You suppose it is a page of code ? What about data that programs malloc() ???
You can also send data memory to swap. If you do not write it on disk,
how do you recover it ???
>My (perhaps incorrect) assumption is that kswapd prefers to swap on clean
>pages over dirty pages. If your pages are mostly clean, there is nothing
>to write to disk the clear majority of the time.
>
>Clean read-only pages should *never* be written to swap. They can be re-read
>from their source.
That is your fault, <read-only>. Pages maped read-only are those from
binary executables or shared libraries, but, again, what about data ?
>
>I _think_ what you are seeing is that kswapd is not cleaning pages out
>fast enough, which means that *other* tasks executing need to have their
>*swapped out* pages *read* from disk.
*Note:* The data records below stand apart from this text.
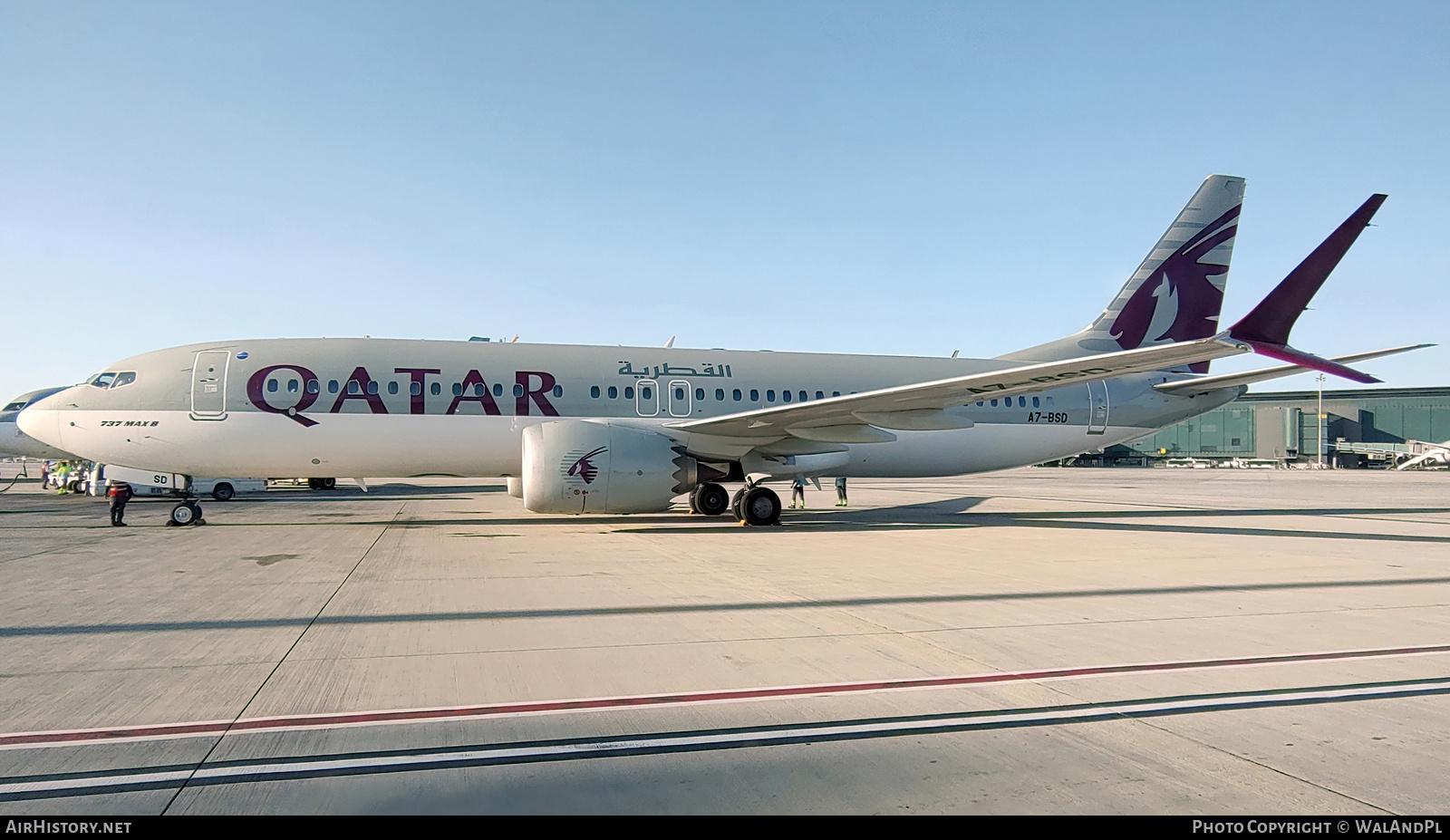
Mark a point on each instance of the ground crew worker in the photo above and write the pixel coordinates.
(120, 495)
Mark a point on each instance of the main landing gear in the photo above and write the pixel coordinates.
(710, 499)
(756, 505)
(188, 512)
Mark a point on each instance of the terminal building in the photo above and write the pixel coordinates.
(1282, 427)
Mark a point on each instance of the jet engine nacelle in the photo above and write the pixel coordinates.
(602, 468)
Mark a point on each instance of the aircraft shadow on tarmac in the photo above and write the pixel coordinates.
(304, 622)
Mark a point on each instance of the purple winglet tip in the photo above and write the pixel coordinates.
(1285, 352)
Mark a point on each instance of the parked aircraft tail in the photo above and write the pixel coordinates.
(1176, 294)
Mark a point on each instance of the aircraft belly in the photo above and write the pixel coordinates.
(266, 446)
(981, 449)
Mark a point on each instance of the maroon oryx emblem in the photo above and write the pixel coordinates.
(586, 468)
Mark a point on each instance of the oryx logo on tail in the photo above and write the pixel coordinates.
(1182, 298)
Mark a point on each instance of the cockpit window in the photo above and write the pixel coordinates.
(112, 379)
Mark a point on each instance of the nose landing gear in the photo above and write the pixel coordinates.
(188, 512)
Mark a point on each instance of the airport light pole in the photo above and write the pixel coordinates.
(1319, 420)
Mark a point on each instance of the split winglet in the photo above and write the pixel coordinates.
(1266, 328)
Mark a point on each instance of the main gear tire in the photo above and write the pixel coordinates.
(760, 507)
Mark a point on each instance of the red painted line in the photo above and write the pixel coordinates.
(631, 701)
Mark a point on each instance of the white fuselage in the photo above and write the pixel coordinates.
(323, 408)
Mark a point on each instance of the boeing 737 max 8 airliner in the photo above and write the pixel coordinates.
(618, 430)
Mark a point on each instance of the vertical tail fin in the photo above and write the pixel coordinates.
(1178, 291)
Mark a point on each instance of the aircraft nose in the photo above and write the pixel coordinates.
(43, 424)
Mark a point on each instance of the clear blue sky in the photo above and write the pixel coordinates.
(859, 178)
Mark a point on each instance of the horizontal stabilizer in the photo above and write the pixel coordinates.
(1285, 352)
(1205, 383)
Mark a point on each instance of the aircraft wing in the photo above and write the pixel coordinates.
(1205, 383)
(920, 407)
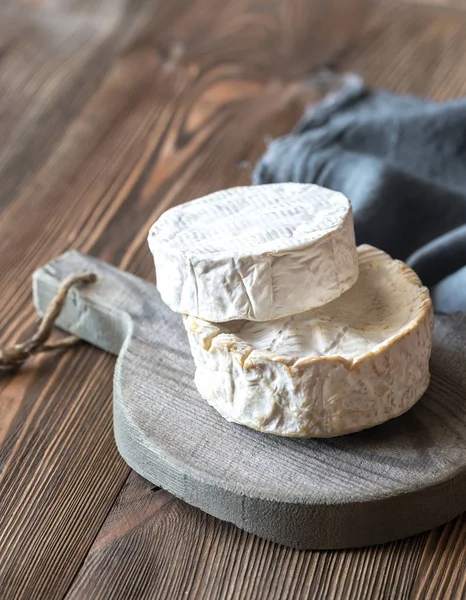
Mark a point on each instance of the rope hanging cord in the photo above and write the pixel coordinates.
(13, 357)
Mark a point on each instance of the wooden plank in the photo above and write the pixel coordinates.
(179, 550)
(405, 477)
(113, 111)
(442, 566)
(170, 101)
(155, 545)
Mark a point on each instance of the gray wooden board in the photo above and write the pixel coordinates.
(389, 482)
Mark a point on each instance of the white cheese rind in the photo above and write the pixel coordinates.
(378, 373)
(256, 252)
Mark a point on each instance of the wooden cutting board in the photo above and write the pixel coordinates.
(389, 482)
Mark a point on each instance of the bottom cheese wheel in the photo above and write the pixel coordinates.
(346, 366)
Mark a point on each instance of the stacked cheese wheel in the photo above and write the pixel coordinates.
(293, 329)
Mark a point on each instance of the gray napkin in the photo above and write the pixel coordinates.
(401, 160)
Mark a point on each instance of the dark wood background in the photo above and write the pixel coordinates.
(110, 112)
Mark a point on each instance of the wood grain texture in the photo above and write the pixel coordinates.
(111, 111)
(400, 478)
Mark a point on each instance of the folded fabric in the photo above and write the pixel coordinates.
(401, 160)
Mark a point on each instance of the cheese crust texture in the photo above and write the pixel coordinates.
(256, 253)
(359, 361)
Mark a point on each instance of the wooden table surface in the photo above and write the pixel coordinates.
(110, 112)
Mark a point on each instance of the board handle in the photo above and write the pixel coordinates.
(103, 313)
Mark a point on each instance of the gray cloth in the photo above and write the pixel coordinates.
(401, 160)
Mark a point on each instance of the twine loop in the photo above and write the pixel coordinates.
(11, 358)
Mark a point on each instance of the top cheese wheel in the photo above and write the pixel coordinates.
(257, 253)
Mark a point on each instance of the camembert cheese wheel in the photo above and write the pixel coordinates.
(349, 365)
(256, 252)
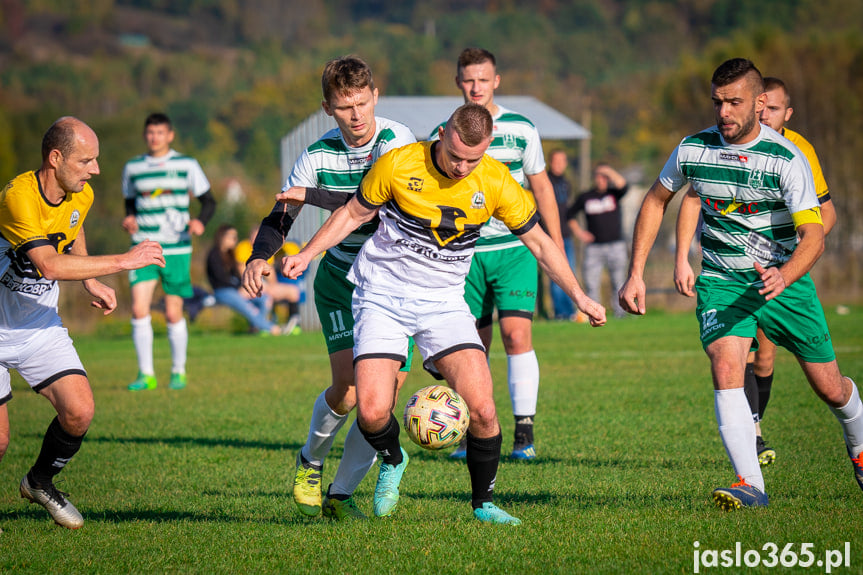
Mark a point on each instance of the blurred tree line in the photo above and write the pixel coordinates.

I.e. the churning you hear is probably
>mostly reads - not writes.
>
I look at gnome system monitor graph for mem. I start with a tiny amount of
used memory. Start the 1Gb read without O_STREAM, the blue area in monitor
starts to grow linearly in time, stars (*) from the reader appear at a
given rate, and as soon as it touches the top limit the stars stop, the disk
begins to thrash, and swap space used grows. After a 2-4 seconds, the stars
go again with the same rate. Tell me what is this but swapper writing pages,
and reading the new pages for my giga.
With O_STREAM, the 'blue bar' does not move from its place, and star rate
(ie, read rate from disk), stays uniform.